I can’t say “Nightcrawlers” is a full on satire; but it does exaggerate some truths and take liberties to get the point across. However, in most of what you see, it doesn’t seem far fetched to believe and the character of Louis Bloom absolutely seems like someone who could exist. Bloom is played by Jake Gyllenhaal in possibly his most engaging performance I’ve ever seen. He’s a dichotomy. He presents himself as very professional, speaks in a precise tone; while he’s verbose, he’s very knowledgeable and even clever. But he’s also a petty thief, a pathological liar and morally bankrupt. This seems to be the perfect blend for his new endeavor. He starts off as just a pilferer who wants to make a quick buck; but then he’s enticed to shooting footage for a news show after watching an amateur film crew cover a car accident. Bloom becomes obsessed, and buys a camera and a police scanner.

He hires a naive but desperate assistant, Rick (Riz Ahmed) to help him navigate to hot spots to get there before the other “nightcrawlers” do. One of his rivals, played by Bill Paxton, begins to take notice of Bloom’s rising success and competence with the camera. And his willingness to get really close to the story in order to shoot it. Bloom also gets a good reputation with the news station he sells his work to, headed by Nina (Rene Russo). Bloom declines Joe (Paxton)’s offer to join his team, and even does something rather extreme in order to keep an edge over them to get footage before they arrive.

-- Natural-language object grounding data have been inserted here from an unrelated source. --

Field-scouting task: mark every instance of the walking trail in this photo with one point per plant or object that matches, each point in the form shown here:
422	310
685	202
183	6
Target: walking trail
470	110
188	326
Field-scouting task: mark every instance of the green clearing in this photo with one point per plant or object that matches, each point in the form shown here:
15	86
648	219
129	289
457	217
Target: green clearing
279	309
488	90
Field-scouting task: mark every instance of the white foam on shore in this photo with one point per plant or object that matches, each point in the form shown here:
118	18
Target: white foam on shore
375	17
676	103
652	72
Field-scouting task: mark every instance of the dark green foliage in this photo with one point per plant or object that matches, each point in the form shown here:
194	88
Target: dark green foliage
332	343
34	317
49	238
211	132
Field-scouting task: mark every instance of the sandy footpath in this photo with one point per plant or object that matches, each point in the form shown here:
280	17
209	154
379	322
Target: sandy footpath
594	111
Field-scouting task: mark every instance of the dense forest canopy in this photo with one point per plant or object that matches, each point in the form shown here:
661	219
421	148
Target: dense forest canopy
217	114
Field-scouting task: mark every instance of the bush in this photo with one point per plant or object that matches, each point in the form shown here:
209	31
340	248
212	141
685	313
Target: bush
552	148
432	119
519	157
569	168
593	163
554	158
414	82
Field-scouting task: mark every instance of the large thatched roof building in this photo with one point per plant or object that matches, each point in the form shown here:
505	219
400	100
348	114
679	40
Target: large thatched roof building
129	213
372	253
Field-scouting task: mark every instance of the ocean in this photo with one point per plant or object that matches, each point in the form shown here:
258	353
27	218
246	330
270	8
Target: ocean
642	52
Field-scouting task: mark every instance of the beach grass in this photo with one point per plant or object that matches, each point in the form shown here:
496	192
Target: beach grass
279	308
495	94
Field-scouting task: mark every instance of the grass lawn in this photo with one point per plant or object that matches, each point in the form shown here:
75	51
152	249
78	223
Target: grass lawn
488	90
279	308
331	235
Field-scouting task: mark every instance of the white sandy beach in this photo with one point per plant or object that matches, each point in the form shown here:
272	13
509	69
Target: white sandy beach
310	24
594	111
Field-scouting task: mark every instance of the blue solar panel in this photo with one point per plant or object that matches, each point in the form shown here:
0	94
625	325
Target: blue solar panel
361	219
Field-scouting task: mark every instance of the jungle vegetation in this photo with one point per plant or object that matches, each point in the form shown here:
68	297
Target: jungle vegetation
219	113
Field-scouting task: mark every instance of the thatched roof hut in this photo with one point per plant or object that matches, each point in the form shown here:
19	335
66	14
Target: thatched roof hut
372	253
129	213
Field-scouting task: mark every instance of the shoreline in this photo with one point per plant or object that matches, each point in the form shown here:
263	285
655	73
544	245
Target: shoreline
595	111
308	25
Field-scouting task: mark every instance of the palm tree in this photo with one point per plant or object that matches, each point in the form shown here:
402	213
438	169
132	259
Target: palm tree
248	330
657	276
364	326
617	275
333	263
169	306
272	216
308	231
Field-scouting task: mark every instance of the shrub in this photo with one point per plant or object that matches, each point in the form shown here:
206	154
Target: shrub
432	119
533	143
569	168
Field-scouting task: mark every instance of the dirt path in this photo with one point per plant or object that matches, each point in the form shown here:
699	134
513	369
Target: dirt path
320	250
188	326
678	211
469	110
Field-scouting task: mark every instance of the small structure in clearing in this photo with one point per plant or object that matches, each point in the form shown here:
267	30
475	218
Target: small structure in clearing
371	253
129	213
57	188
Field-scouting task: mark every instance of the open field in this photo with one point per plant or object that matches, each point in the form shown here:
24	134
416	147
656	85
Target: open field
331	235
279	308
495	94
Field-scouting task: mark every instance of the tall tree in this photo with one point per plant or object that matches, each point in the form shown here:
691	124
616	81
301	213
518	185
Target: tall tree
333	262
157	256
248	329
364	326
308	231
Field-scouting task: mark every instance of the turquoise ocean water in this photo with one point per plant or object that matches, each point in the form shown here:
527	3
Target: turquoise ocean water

It leads to the heart of the plot, in which Rick and Lou witness a break-in homicide that occurs before police even arrive. Lou enters the house and captures footage from the entire house before the police get there, and sells it to the news station. The story becomes a huge sensation, leading Lou to greater heights. But that’s still not enough for him. He has to finish the story. So he gets Rick to join him in actually following the murderers and tracking them before calling police, and setting up a potential shoot out.

The climax of this film is one of the most intense endings I’ve seen in a long time. It is on par with the level of suspense as “The French Connection”, and it’s refreshing to see a “car chase” that actually feels like you are along for the ride.

While you have to suspend disbelief in following Lou’s exploits (how does he never get pulled over for speeding or get in trouble with the law for impeding on their crime scenes?), Gilroy is not interested in the legality of what Bloom does.

In fact, what Gilroy may even be saying is…that’s what news is. It breaks the law, the boundaries, in order to shock you and entertain you. Because ultimately that’s what news is. It is not reality. Not completely. Because it’s not truly honest. And Bloom is the perfect representation of that. He will go to any length, sacrifice any moral path or sensibility to get what he wants. And what are his consequences?

Well, we get the story. We get the blood and gore and sad and tragic “truth” of the world. But while we see what he shows us and are shocked by the murders, we can’t be any less shocked at what lengths he goes through to get that footage of these horrible crimes. He is the ultimate media darling.

And that’s Gilroy’s ultimate message, and that’s why this is a very strong film. He knows what story he wants to tell and tells it concisely, pulling no punches, and leaving us breathless.

It’s something Lou Bloom would be proud of, if not for being caught in the headlights while he witnesses it.